First of all Let me define what is a bear market by definition
Bear markets are time periods when prices of equities keep falling down over a long period of time and the general consensus among the traders and investors in the market is that they tend to believe that it will continue to their downward movement for the foreseeable time in the future. Typically bear markets are associated with economic contractions, recessions, high unemployment, low export and high inflation.
Now how does one differentiate between a bull market correction and a bear market?
There is no simple and single answer to this because after all its market but experience of many people in the past have suggested that a correction of 20% with a 5-7 successful closing below that are considered as a bear market.

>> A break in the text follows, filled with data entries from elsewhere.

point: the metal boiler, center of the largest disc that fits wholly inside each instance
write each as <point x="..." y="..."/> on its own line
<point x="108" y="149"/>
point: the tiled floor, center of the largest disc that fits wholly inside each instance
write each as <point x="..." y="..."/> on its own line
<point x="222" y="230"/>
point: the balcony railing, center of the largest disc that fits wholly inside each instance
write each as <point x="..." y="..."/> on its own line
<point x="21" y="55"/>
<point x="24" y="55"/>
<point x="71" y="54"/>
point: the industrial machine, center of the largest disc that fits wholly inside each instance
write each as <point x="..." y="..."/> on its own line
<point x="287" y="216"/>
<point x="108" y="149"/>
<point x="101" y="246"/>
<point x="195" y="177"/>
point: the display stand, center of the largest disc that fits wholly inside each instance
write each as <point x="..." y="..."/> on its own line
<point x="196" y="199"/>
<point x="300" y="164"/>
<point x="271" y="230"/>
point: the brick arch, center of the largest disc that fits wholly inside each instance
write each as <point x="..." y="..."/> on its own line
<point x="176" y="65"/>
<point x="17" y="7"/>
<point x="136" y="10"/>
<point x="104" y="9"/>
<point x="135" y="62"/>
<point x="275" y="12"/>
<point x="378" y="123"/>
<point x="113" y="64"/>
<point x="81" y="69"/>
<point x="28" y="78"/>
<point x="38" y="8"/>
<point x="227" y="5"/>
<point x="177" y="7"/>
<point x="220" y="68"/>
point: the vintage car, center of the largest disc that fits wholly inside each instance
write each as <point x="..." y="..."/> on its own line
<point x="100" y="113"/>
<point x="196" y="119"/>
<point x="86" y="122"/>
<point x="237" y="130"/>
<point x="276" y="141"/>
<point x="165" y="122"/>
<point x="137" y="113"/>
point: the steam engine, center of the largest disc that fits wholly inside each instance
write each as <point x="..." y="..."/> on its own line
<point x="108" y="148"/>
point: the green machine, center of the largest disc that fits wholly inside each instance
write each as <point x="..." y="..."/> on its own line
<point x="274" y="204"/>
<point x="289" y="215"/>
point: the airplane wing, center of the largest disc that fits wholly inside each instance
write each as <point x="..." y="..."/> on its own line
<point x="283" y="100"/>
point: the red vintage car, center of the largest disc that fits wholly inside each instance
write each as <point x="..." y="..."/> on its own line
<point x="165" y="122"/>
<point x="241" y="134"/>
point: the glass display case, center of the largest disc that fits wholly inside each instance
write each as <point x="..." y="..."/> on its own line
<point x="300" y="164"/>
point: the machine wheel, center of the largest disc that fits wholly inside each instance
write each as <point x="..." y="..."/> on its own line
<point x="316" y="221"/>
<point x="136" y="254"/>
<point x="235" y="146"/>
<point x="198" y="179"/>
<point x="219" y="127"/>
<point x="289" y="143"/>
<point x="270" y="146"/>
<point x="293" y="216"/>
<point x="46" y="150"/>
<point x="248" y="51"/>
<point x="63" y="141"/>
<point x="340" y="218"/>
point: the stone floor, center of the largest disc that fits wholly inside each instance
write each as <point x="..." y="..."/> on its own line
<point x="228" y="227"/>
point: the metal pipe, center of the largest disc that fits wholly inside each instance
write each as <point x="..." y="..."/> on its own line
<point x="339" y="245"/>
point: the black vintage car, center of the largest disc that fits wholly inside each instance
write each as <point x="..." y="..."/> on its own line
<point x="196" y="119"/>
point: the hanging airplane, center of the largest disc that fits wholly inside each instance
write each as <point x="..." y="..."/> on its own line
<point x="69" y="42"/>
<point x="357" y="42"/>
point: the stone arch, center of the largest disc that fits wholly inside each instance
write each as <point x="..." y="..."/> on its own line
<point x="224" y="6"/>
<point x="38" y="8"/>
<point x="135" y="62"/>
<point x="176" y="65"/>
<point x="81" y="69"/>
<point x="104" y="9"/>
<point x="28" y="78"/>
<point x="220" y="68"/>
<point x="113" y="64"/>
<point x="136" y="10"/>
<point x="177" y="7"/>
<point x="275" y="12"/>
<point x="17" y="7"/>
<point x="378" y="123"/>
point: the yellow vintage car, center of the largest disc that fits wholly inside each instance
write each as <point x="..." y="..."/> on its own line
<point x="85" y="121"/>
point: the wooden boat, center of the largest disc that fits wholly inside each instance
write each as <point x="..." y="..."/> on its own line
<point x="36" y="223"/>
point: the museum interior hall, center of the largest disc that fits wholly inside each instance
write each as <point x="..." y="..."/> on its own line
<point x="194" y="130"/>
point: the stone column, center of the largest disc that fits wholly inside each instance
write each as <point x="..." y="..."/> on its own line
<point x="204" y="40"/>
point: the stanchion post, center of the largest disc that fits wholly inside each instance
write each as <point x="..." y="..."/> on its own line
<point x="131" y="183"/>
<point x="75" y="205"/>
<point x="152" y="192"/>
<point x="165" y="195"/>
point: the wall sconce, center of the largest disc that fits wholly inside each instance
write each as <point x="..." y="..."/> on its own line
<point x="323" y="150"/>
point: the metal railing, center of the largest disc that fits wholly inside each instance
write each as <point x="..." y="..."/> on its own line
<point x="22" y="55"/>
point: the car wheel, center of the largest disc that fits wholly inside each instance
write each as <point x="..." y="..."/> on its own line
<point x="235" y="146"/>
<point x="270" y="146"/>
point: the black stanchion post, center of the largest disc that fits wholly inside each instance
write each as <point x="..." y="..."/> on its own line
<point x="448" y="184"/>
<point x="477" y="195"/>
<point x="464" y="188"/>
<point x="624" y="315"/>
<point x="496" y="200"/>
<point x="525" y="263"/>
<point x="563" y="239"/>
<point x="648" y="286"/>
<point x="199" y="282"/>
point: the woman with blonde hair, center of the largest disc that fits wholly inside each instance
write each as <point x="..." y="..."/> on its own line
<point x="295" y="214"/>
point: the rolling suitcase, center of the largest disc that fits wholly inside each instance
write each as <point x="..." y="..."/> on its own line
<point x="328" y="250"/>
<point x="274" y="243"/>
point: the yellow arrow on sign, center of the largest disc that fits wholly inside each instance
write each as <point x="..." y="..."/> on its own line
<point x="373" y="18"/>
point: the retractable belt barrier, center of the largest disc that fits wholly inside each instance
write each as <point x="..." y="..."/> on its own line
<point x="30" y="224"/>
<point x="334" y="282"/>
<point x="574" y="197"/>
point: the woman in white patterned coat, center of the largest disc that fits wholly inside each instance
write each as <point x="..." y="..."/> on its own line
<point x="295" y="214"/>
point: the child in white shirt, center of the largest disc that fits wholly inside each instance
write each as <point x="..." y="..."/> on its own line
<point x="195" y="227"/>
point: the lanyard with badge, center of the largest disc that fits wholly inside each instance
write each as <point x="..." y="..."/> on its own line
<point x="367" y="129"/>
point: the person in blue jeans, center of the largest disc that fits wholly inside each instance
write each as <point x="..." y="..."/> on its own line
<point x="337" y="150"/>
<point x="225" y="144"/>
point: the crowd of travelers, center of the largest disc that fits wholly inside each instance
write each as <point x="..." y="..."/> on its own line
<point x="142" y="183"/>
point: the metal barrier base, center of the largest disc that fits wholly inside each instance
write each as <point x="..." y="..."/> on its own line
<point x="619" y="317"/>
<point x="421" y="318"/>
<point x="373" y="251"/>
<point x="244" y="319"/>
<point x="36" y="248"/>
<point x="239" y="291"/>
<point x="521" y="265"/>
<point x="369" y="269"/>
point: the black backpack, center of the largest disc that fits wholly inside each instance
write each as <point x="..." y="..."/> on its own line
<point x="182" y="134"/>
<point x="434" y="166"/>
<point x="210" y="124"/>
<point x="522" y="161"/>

So now by definition India as well as most of the emerging market fall into the bear market category and we had a pull back on the Nifty and Sensex an exact amount of 30% and so if you take some of the stocks particularly the large caps and the market leaders you will find a considerable number which are much more than 30%. So from such a context one would say that the odds are quite heavily leading towards us having slipped out of bull phase and leaning into what me may call as a bear phase. Coming back to India, we still have a robust GDP growth rate at the moment. We have to watch out for inflation and interest rate to see where we are headed.
Advance definition of bear market
If we have 20% as the benchmark for considering bear market only then it does not take into account the speed at which market had a bull run and so now many people tend to be more comfortable at 30-33% retracement of the Indices as better indicator of bear market.
Handling Bear Market
One who wait for things to cool down and then go out and buy stocks that nobody else cares about. Keep your cool and start accumulating value scripts and try forgetting them for a year plus term and that way you will get Tax Free solid return.